A partir de dicha verificación fáctico procesal, con relación al primer presupuesto, se evidencia que la presunta irregularidad del debido proceso alegada, en relación a que no se hubiera arrimado al cuaderno procesal la Sentencia “379/19”, emitida por el Juez de la causa, cursando únicamente un acta de fundamentación oral, se constituye en una circunstancia que no se encuentra directamente vinculada con el derecho a la libertad del accionante, puesto que no es la causa que opera para su restricción, ya que conforme se tiene advertido, el impetrante de tutela se encuentra privado de su libertad como emergencia y en cumplimiento de una sentencia condenatoria ejecutoriada emitida por autoridad competente, lo que implica que con la sola subsanación de esa presunta y alegada omisión por parte del Juez ahora accionado per se y de forma automática se vaya a generar la libertad condicional del prenombrado, pues conforme la propia parte accionante expone, para la concesión dicho beneficio, se debe efectuar el trámite correspondiente en cumplimiento de los requisitos y el procedimiento establecidos por la norma, en el cual la autoridad judicial competente, bajo el marco legal establecido por el art. 174 de la Ley de

Ejecución Penal y Supervisión (LEPS) -Ley 2298 de 20 diciembre de 2001- concordante con el art. 433 del Código de Procedimiento Penal (CPP), debe proceder a un despliegue procesal, dentro del cual examinará el cumplimiento de las exigencias determinadas por ley, así como los presupuestos y requisitos inherentes a la situación fáctica, y en base a ello establecerá si procede o no en el caso concreto el incidente de libertad condicional y los efectos que conlleve esa decisión.

Por lo que, lo reclamado vía esta acción de defensa, constituye una cuestión procesal que no opera como la causa directa de restricción de la libertad del accionante, concluyéndose que no se cumple el primer presupuesto fijado por la jurisprudencia constitucional citada en el Fundamento Jurídico III.1 de este fallo constitucional.

Con referencia al segundo presupuesto, se tiene que el accionante se encuentra desarrollando actos procesales en ejercicio de su derecho a la defensa, en etapa de ejecución de la condena que le fue impuesta emergente del proceso penal seguido en su contra, y del cual se entiende participó activamente al someterse en el mismo a la salida alternativa de procedimiento abreviado y aún lo continúa haciendo a través del uso de los instrumentos jurídicos acordes a sus pretensiones, por lo que tampoco concurre el segundo presupuesto establecido para la procedencia de la acción de libertad por presuntas irregularidades que afecten el debido proceso.

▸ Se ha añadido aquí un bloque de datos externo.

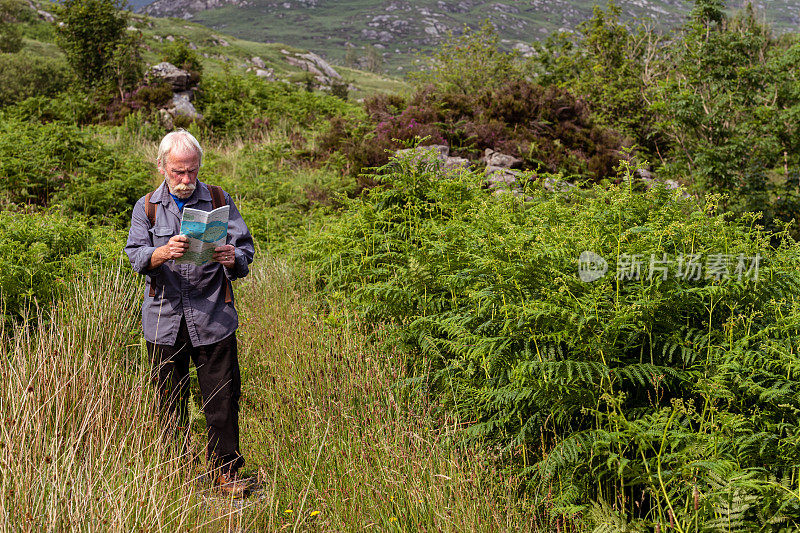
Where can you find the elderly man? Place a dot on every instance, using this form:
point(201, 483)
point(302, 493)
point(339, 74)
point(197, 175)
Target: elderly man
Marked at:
point(188, 310)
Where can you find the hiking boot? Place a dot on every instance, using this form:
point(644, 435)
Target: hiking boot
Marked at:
point(232, 485)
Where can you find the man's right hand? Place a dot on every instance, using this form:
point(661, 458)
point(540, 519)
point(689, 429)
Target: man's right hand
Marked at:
point(174, 249)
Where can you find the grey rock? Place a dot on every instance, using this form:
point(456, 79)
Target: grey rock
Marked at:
point(314, 64)
point(181, 106)
point(188, 95)
point(178, 78)
point(165, 119)
point(437, 153)
point(497, 159)
point(268, 74)
point(500, 177)
point(552, 184)
point(451, 163)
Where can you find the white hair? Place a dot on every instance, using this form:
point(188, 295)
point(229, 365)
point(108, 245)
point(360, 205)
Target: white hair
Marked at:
point(179, 139)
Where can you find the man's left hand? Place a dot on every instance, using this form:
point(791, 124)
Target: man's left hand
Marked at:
point(225, 255)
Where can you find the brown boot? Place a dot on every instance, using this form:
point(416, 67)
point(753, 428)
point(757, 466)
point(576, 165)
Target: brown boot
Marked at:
point(232, 485)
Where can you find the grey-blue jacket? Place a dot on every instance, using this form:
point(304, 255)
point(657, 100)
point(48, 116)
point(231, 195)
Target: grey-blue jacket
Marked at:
point(194, 292)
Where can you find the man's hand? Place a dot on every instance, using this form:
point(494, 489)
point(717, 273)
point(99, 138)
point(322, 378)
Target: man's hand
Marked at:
point(174, 249)
point(225, 255)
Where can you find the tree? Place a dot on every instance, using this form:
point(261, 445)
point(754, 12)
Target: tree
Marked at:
point(89, 33)
point(11, 14)
point(470, 62)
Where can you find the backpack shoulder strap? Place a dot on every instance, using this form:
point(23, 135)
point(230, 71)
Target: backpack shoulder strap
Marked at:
point(150, 209)
point(217, 196)
point(217, 201)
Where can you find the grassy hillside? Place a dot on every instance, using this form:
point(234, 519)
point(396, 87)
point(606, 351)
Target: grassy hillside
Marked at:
point(345, 31)
point(221, 51)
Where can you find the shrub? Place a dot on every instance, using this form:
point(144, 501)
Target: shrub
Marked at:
point(40, 253)
point(547, 127)
point(24, 75)
point(45, 164)
point(238, 105)
point(665, 399)
point(179, 54)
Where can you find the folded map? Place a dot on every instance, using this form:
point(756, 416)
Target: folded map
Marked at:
point(206, 230)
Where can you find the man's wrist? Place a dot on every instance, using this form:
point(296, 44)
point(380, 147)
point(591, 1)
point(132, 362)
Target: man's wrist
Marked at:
point(159, 257)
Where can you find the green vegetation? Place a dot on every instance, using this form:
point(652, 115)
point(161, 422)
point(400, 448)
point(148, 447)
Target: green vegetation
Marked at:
point(419, 352)
point(633, 392)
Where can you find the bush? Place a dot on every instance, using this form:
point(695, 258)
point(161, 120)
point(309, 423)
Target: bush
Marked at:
point(179, 54)
point(40, 253)
point(547, 127)
point(46, 164)
point(24, 75)
point(654, 399)
point(241, 105)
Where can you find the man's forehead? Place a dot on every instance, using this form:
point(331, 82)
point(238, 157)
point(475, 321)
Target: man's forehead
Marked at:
point(185, 156)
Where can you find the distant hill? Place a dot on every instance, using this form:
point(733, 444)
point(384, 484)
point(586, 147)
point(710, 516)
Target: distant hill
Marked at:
point(356, 31)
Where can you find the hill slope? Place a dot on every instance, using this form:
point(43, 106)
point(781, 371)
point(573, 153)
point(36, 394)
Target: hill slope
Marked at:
point(344, 31)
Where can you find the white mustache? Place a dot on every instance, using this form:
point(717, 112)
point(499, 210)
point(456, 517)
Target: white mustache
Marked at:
point(184, 190)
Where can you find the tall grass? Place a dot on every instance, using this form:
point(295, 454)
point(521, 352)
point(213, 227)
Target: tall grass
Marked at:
point(81, 447)
point(329, 441)
point(334, 445)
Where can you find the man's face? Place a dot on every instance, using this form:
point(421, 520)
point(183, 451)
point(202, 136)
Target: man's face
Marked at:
point(180, 169)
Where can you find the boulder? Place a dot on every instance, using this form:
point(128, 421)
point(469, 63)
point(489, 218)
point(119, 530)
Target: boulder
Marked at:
point(312, 63)
point(451, 163)
point(178, 78)
point(165, 119)
point(437, 152)
point(552, 184)
point(181, 106)
point(500, 177)
point(268, 74)
point(496, 159)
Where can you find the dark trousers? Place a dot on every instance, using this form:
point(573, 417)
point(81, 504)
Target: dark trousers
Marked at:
point(220, 384)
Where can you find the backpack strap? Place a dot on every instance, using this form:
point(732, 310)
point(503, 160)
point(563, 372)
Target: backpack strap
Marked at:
point(150, 211)
point(217, 201)
point(217, 196)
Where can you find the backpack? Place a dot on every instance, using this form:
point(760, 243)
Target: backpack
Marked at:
point(217, 200)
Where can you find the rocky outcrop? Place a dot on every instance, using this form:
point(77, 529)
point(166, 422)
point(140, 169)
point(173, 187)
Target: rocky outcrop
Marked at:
point(169, 73)
point(435, 153)
point(323, 73)
point(496, 159)
point(182, 93)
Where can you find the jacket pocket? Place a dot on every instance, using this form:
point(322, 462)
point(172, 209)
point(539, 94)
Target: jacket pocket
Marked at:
point(160, 235)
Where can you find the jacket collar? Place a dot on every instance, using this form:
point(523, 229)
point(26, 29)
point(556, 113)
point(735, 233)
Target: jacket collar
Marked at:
point(161, 195)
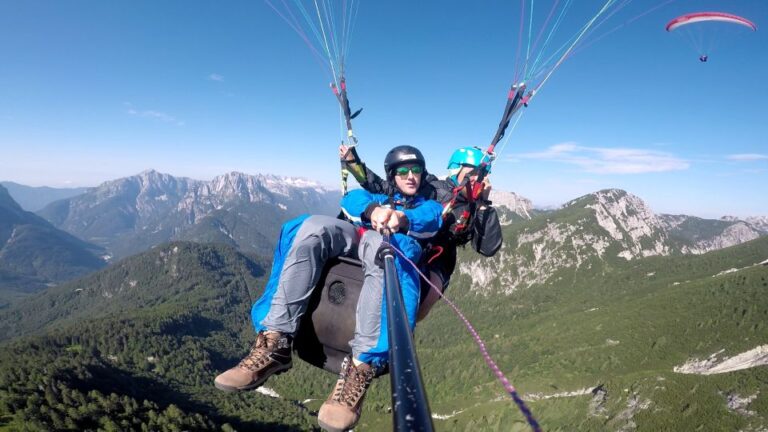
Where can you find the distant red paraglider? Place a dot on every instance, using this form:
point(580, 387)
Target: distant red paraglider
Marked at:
point(695, 17)
point(703, 35)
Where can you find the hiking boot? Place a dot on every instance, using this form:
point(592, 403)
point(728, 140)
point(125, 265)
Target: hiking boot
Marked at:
point(271, 354)
point(341, 410)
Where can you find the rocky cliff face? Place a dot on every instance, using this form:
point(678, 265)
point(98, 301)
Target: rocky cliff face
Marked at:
point(511, 206)
point(592, 230)
point(131, 214)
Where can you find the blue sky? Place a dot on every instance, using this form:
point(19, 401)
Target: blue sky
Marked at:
point(91, 91)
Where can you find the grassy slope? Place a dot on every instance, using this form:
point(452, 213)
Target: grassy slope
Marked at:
point(661, 311)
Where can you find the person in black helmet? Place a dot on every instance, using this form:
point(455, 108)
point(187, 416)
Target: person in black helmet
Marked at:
point(482, 228)
point(305, 245)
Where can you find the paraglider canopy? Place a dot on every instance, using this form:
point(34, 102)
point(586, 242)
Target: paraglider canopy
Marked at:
point(706, 31)
point(709, 16)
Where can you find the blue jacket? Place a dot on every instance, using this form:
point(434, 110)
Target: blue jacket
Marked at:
point(424, 216)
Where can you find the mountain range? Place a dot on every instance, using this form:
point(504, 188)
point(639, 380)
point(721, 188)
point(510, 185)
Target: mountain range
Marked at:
point(605, 315)
point(34, 254)
point(35, 198)
point(132, 214)
point(640, 344)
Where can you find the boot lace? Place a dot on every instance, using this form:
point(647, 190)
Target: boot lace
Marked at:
point(260, 352)
point(352, 385)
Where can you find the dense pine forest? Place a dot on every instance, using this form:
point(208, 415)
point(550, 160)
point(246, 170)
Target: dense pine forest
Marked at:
point(136, 347)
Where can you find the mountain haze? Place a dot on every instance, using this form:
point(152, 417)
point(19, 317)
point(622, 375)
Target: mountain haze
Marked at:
point(34, 254)
point(35, 198)
point(132, 214)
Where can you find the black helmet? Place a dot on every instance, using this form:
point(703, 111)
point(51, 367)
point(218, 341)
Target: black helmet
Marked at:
point(401, 155)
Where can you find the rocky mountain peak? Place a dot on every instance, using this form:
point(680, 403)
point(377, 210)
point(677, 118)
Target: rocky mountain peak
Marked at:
point(7, 202)
point(629, 220)
point(514, 202)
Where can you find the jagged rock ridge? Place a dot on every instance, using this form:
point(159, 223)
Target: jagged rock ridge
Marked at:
point(131, 214)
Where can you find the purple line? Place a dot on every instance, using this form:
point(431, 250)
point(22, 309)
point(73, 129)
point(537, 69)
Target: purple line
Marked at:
point(486, 356)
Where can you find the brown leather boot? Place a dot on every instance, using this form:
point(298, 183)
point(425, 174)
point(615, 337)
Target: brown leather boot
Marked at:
point(270, 354)
point(341, 410)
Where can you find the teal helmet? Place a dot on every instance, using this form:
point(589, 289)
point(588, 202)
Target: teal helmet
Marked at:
point(466, 156)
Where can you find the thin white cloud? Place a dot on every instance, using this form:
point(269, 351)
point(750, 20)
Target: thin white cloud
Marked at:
point(154, 115)
point(748, 157)
point(599, 160)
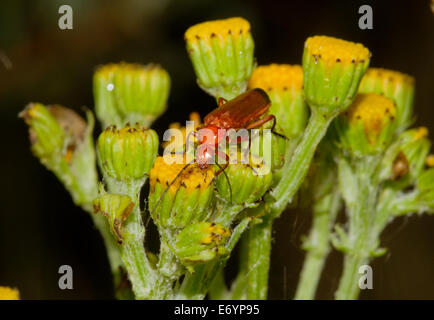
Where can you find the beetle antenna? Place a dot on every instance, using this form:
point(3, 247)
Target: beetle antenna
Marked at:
point(222, 170)
point(169, 185)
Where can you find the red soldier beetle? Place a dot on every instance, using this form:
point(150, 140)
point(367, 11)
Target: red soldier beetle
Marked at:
point(243, 112)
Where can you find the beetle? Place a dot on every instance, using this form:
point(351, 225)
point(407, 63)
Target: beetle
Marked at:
point(245, 111)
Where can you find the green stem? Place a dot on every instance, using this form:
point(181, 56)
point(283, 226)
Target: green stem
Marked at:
point(140, 271)
point(259, 259)
point(349, 285)
point(294, 171)
point(318, 245)
point(196, 284)
point(362, 239)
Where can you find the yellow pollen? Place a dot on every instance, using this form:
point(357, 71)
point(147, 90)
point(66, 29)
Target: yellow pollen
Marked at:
point(430, 160)
point(421, 132)
point(333, 50)
point(279, 77)
point(387, 76)
point(191, 178)
point(7, 293)
point(218, 28)
point(373, 110)
point(34, 109)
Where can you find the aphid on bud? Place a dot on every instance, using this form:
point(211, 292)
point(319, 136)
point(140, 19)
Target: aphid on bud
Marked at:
point(400, 167)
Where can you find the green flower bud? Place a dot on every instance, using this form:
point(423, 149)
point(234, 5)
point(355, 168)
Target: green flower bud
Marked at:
point(283, 84)
point(269, 143)
point(188, 198)
point(368, 126)
point(127, 154)
point(46, 134)
point(130, 93)
point(425, 187)
point(200, 242)
point(406, 157)
point(248, 182)
point(222, 55)
point(396, 86)
point(63, 141)
point(332, 71)
point(116, 208)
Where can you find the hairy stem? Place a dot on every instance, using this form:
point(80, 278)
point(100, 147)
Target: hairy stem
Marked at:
point(294, 171)
point(318, 246)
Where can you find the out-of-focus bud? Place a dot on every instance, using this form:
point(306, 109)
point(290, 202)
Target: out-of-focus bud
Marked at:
point(127, 154)
point(130, 93)
point(284, 85)
point(178, 145)
point(368, 126)
point(7, 293)
point(405, 158)
point(425, 187)
point(247, 181)
point(222, 55)
point(180, 195)
point(429, 161)
point(200, 242)
point(63, 141)
point(396, 86)
point(46, 134)
point(332, 70)
point(116, 208)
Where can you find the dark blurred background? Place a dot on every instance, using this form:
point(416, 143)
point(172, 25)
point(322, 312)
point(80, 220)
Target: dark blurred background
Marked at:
point(40, 228)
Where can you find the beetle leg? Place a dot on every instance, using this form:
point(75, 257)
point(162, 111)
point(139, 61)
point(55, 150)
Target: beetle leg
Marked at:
point(260, 122)
point(187, 139)
point(221, 101)
point(264, 120)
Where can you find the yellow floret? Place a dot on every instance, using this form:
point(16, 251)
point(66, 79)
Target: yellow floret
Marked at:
point(7, 293)
point(373, 110)
point(218, 28)
point(332, 50)
point(191, 178)
point(375, 74)
point(278, 77)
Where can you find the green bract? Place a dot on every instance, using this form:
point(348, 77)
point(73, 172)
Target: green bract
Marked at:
point(283, 84)
point(200, 242)
point(222, 55)
point(128, 153)
point(332, 70)
point(130, 93)
point(248, 182)
point(368, 126)
point(187, 200)
point(116, 208)
point(46, 134)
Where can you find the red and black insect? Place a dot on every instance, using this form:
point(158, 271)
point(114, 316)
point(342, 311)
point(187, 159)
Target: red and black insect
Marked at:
point(245, 111)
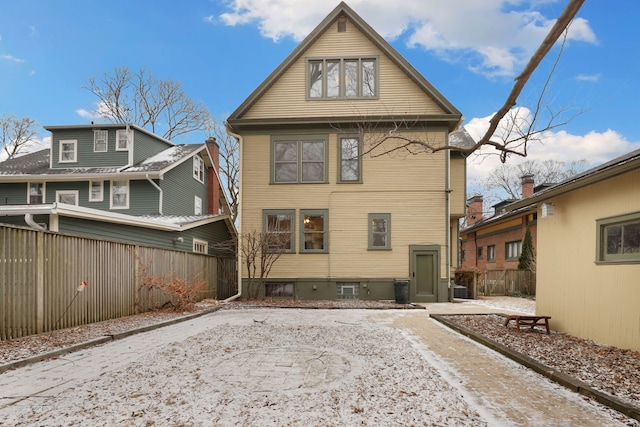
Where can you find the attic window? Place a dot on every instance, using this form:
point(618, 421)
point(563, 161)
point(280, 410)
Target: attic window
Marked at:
point(342, 25)
point(350, 77)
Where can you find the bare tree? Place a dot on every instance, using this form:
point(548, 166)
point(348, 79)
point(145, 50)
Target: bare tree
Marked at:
point(229, 164)
point(16, 134)
point(507, 177)
point(260, 250)
point(515, 130)
point(141, 99)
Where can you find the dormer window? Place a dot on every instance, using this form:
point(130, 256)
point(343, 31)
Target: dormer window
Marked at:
point(198, 168)
point(100, 140)
point(123, 139)
point(342, 78)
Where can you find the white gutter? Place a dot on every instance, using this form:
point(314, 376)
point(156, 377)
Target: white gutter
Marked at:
point(159, 191)
point(238, 217)
point(28, 218)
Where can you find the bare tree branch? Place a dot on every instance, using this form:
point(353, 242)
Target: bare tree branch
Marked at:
point(126, 97)
point(510, 129)
point(16, 134)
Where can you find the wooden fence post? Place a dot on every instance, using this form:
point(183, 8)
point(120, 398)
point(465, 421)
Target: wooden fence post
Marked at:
point(39, 279)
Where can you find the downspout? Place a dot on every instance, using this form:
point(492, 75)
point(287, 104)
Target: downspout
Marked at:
point(448, 220)
point(28, 218)
point(239, 213)
point(159, 190)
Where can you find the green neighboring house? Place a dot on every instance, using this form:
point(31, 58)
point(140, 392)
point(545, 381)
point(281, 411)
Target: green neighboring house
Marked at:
point(119, 182)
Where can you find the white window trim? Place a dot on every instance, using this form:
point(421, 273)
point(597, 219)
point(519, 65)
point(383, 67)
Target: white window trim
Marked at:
point(44, 192)
point(197, 205)
point(111, 206)
point(106, 140)
point(198, 166)
point(129, 139)
point(197, 243)
point(67, 192)
point(75, 150)
point(101, 197)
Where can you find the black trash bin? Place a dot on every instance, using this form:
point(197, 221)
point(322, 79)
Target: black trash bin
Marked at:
point(402, 291)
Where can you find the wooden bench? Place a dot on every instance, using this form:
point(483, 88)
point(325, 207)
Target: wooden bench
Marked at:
point(531, 321)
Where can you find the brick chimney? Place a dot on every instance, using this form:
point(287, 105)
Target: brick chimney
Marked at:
point(527, 185)
point(474, 210)
point(213, 201)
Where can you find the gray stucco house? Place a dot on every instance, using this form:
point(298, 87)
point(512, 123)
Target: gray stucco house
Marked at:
point(119, 182)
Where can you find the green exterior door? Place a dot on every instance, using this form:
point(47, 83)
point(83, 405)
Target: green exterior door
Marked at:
point(424, 272)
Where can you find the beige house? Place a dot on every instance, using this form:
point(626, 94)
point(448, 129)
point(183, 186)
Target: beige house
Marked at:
point(356, 213)
point(588, 257)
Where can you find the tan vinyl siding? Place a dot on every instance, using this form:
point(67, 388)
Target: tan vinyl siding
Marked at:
point(458, 186)
point(398, 95)
point(410, 188)
point(599, 302)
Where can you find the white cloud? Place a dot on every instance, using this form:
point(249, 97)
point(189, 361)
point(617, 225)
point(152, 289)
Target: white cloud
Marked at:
point(595, 148)
point(493, 37)
point(588, 77)
point(11, 58)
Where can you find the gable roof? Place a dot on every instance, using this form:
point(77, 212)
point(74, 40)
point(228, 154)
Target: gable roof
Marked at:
point(103, 126)
point(617, 166)
point(36, 166)
point(343, 10)
point(158, 222)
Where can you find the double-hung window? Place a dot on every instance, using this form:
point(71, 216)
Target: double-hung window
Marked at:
point(491, 253)
point(36, 193)
point(379, 231)
point(96, 191)
point(349, 77)
point(314, 231)
point(279, 228)
point(119, 195)
point(513, 250)
point(350, 161)
point(100, 140)
point(200, 246)
point(198, 168)
point(68, 151)
point(618, 239)
point(299, 160)
point(123, 139)
point(70, 197)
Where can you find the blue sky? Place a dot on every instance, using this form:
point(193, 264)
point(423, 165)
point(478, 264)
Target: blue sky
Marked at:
point(220, 50)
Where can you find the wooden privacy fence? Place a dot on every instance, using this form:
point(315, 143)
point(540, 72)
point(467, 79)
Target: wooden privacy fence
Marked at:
point(499, 282)
point(41, 273)
point(506, 282)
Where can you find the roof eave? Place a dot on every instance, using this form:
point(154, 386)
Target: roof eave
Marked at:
point(372, 35)
point(574, 184)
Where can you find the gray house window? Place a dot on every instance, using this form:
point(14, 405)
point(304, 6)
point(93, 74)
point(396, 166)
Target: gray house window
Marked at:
point(70, 197)
point(100, 140)
point(123, 139)
point(96, 191)
point(350, 161)
point(380, 231)
point(279, 225)
point(314, 231)
point(299, 160)
point(619, 239)
point(68, 151)
point(119, 195)
point(342, 78)
point(36, 193)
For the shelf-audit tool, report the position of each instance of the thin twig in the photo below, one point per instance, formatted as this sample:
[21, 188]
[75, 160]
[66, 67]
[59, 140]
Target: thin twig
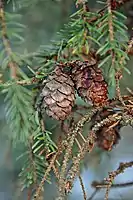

Aclarándose que el impetrante de tutela puede reclamar esta y todas las supuestas vulneraciones del derecho al debido proceso no vinculadas a la libertad, a través de los medios y recursos previstos en la normativa procesal penal en la vía ordinaria, e intra proceso ante la autoridad judicial que sustanció su proceso y/o el Juez de ejecución penal, y una vez agotados estos, si considera que las vulneraciones persisten, puede acudir a la jurisdicción constitucional a través de la acción de amparo constitucional.

Consecuentemente, al no cumplirse con los dos presupuestos concurrentes que permitan tutelar mediante la acción de libertad las vulneraciones al debido proceso denunciadas, corresponde denegar la tutela solicitada con la aclaración de que no se ingresó al análisis de fondo del problema jurídico expuesto.

En consecuencia, el Tribunal de garantías, al denegar la tutela impetrada, aunque con otros fundamentos, obró de forma correcta.